There is a concept of a preprocessor in snort, which receives data before the rules kick in. The preprocessor is the first entity that receives the packet and it can store the packet data internally. For example it can wait for a TCP packet with the syn flag on, it now knows that a connection is to be established. It can save the entire connection packets and release them when a FIN is send. In this way, it monitors a session.

 

For a port scan it can monitor which host is sending a Syn but not sending a ack. This host would also be sending multiple syns to port at random.
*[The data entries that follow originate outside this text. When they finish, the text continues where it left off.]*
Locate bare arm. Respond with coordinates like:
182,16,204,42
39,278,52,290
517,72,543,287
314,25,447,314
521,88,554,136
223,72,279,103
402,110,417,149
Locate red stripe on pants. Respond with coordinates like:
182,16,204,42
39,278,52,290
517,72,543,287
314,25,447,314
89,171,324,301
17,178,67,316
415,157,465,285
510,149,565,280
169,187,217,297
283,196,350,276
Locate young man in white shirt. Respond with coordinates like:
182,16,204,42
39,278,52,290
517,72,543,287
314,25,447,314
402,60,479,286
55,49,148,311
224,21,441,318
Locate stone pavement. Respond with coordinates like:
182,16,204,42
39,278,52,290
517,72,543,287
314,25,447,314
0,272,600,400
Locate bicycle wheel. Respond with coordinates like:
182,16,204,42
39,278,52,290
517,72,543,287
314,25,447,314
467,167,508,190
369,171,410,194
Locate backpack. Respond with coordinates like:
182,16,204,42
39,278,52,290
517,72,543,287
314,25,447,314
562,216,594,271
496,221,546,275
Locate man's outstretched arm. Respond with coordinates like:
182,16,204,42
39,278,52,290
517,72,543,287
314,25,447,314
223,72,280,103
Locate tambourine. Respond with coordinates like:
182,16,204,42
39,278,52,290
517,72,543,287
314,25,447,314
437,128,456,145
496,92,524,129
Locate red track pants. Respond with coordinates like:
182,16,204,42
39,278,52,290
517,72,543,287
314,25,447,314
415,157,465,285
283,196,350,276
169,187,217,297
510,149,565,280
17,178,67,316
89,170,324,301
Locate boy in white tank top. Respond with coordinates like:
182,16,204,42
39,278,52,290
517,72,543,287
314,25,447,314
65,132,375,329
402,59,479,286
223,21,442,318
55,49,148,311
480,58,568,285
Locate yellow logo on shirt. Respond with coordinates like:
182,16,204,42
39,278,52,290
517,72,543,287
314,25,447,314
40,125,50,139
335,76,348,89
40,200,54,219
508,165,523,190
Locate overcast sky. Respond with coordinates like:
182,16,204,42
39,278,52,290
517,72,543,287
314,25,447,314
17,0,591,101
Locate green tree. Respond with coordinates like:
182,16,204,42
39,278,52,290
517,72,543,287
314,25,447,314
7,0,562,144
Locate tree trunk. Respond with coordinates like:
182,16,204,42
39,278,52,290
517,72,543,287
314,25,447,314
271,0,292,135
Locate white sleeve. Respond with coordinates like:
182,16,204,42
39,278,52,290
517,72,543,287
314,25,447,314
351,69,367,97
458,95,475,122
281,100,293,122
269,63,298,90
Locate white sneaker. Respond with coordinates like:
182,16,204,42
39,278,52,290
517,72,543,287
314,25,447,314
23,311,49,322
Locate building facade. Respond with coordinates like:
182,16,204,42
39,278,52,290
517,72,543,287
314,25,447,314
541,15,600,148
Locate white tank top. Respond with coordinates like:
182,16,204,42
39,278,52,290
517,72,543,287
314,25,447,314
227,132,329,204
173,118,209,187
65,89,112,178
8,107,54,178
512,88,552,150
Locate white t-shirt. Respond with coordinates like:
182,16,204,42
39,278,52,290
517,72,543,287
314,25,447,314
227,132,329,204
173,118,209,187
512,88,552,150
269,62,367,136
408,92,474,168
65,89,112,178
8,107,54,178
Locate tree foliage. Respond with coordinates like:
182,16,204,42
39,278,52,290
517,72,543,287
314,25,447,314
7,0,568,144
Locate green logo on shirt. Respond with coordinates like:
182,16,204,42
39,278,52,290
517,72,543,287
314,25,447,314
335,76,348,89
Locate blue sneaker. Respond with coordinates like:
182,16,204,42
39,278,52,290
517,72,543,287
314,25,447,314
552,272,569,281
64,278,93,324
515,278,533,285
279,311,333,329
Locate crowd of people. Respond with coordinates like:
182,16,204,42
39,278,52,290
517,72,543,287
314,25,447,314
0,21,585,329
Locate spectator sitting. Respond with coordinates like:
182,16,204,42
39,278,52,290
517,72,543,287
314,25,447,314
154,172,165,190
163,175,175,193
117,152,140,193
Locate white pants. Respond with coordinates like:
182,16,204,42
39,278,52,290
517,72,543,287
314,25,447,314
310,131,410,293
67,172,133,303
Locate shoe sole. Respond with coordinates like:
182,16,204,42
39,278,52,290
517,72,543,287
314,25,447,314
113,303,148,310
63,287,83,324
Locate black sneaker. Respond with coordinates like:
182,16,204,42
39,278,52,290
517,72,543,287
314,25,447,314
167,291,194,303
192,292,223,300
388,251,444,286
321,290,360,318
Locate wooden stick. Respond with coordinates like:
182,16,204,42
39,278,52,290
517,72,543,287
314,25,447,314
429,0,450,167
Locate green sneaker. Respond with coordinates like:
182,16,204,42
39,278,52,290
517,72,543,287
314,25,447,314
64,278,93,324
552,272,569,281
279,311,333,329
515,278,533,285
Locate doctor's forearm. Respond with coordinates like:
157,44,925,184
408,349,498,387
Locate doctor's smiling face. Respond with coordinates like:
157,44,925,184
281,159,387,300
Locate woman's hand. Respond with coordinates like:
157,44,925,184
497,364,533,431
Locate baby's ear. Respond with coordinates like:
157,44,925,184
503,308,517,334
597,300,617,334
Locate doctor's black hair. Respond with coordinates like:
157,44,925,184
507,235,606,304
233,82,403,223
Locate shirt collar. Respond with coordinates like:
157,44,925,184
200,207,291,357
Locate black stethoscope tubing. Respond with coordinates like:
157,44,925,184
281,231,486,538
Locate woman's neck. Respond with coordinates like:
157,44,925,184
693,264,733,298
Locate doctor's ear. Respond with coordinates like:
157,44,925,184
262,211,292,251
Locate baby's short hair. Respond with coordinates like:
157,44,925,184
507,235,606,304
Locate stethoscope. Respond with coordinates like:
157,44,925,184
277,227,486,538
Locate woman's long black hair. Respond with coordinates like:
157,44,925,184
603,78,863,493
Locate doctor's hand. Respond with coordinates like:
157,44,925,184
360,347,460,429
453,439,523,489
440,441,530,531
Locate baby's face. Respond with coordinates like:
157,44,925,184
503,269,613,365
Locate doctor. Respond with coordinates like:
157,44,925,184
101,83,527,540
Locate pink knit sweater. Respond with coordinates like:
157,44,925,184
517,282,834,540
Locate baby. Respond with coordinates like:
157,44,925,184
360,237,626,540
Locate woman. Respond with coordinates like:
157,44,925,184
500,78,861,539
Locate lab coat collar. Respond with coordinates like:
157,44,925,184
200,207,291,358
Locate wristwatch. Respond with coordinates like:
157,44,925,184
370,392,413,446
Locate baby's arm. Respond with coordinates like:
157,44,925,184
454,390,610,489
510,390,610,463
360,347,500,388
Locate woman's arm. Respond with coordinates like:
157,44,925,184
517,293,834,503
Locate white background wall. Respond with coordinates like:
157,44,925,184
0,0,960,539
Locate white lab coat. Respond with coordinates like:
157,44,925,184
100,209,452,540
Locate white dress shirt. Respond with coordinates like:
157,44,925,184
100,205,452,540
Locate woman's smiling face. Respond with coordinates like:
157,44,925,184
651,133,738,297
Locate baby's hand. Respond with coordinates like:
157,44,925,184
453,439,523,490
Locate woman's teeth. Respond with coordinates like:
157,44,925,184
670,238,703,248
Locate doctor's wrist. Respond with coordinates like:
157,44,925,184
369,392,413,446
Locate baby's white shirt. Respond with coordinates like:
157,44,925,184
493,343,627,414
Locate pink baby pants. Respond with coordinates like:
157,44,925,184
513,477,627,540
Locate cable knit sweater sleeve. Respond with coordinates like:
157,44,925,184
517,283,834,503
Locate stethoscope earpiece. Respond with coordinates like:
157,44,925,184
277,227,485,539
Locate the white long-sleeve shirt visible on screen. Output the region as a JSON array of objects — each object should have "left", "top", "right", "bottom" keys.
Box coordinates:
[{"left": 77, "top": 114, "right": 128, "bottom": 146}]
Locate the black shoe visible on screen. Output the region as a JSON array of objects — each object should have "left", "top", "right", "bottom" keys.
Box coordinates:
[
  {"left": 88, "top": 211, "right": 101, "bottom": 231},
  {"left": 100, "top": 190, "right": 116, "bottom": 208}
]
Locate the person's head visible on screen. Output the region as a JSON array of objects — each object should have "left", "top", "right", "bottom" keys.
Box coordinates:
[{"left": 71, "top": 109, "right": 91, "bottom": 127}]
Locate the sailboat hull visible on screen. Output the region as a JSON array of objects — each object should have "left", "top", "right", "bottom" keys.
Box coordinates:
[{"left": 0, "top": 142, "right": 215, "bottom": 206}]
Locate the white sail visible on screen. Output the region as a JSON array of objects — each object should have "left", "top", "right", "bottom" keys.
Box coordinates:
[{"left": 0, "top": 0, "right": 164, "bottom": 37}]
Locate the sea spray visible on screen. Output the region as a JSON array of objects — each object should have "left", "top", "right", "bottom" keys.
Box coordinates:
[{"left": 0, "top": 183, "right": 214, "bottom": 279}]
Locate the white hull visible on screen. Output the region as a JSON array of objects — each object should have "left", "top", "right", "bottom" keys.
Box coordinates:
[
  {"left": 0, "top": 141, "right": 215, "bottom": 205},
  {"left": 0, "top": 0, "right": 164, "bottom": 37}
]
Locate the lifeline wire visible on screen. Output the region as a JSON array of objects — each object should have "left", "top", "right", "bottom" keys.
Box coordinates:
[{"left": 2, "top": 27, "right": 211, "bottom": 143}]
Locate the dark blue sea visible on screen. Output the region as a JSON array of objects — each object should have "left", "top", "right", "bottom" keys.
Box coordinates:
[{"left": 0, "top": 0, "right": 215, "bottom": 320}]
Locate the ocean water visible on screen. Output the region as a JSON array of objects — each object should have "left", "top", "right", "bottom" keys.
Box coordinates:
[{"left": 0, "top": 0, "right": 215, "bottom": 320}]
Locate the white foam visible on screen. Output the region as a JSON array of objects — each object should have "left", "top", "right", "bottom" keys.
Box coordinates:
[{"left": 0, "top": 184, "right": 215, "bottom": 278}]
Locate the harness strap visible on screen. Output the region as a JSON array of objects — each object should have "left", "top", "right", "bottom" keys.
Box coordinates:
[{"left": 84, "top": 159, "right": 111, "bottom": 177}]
To activate the preprocessor that monitors scans, we use the sfportscan preprocessor with no options. This preprocessor relies on the flow preprocessor to work.

 

[**] [122:1:0] (portscan) TCP Portscan [**]

05/27-14:49:24.358004 4D:41:43:44:41:44 -> 4D:41:43:44:41:44 type:0x800 len:0xA6

70.0.0.1 -> 70.0.0.3 PROTO255 TTL:0 TOS:0x0 ID:19638 IpLen:20 DgmLen:152

 

An alert is given signifying a TCP portscan from IP address 70.0.0.1.